Russ Roberts: But, that’s about it. They are, as you say, those infants–all infants–are absorbing immense amount of aural–A-U-R-A-L–material from speaking or radio or TV or screens. They are looking at the world around them and somehow they’re putting it together where eventually they come up with their own requests–frequent–for things that float their boat.

And, we don’t fully understand that process, obviously. But, at the beginning, she is very much like a stochastic process. Actually, it’s not stochastic. She’s primitive. She can’t really imagine a different word than ‘you’ at the end of that sentence, other than ‘me.’ She would never say, ‘How about chicken?’ She would say, ‘How about you or me?’ And, that’s it. There’s no creativity there.

So, on the surface, we are doing, as humans, a much more primitive version of what a large language model is able to do.

But I think that misses the point–is what I’ve learned from your paper. It misses the point because that is–it’s hard to believe; I mean, it’s kind of obvious but it hasn’t seemed to have caught on–it’s not the only aspect of what we mean by thinking–is like putting together sentences, which is what a large language model by definition does.

And I think, as you point out, there’s an incredible push to use AI and eventually other presumably models of artificial intelligence than large language models [LLMs] to help us make, quote, “rational decisions.”

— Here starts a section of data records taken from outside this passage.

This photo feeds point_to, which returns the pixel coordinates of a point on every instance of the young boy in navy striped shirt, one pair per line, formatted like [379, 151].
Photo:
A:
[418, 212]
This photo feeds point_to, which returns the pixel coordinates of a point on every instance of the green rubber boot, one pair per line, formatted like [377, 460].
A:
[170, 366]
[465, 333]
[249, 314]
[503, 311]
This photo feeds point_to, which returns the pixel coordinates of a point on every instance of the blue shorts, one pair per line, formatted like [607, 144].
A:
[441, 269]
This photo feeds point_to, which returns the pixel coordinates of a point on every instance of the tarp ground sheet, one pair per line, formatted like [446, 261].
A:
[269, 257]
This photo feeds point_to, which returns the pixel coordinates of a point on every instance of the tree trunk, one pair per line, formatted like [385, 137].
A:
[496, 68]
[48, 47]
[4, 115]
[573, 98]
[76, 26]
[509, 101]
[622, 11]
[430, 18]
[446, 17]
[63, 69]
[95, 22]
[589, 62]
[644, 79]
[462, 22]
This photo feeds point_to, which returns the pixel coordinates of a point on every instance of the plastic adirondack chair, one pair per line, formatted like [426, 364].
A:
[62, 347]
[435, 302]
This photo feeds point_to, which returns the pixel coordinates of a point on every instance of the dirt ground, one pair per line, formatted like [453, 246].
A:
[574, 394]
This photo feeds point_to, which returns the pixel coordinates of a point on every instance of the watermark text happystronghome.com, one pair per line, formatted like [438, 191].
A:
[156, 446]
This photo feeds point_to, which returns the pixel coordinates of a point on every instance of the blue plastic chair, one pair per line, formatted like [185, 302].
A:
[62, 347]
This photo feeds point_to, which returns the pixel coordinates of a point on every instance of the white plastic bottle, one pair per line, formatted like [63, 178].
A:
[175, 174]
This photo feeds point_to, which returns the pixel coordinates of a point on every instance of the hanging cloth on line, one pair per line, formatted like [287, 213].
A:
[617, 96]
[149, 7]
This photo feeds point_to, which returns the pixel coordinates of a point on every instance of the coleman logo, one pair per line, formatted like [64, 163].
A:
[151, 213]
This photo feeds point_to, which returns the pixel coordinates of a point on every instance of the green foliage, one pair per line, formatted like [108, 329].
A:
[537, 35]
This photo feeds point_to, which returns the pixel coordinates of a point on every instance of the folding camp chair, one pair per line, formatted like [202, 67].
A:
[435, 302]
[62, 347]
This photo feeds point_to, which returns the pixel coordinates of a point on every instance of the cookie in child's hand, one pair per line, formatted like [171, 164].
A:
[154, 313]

So, talk about why that’s kind of a fool’s game. Because, it seems like a good idea. We’ve talked recently on the program–it hasn’t aired yet; Teppo, you haven’t heard it, but we talked, listeners will have when this airs–we talked recently on the program about biases in large language models. And, we’re usually talking about by that political biases, ideological biases, things that have been programmed into the algorithms. But, when we talk about biases generally with human beings, we’re talking about all kinds of struggles that we have as human beings to make, quote, “rational decisions.” And, the idea would be that an algorithm would do a better job. But, you disagree. Why?

Teppo Felin: Yeah. I think we’ve spent sort of inordinate amounts of journal pages and experiments and time kind of highlighting–in fact, I teach these things to my students–highlighting the ways in which human decision-making goes wrong. And so, there’s confirmation bias and escalation of commitment. I don’t know. If you go onto Wikipedia, there’s a list of cognitive biases listed there, and I think it’s 185-plus. And so, it’s a long list. But it’s still surprising to me–so, we’ve got this long list–and as a result, now there’s a number of books that say: Because we’re so biased, eventually we should just–or not even eventually, like, now–we should just move to letting algorithms make decisions for us, basically.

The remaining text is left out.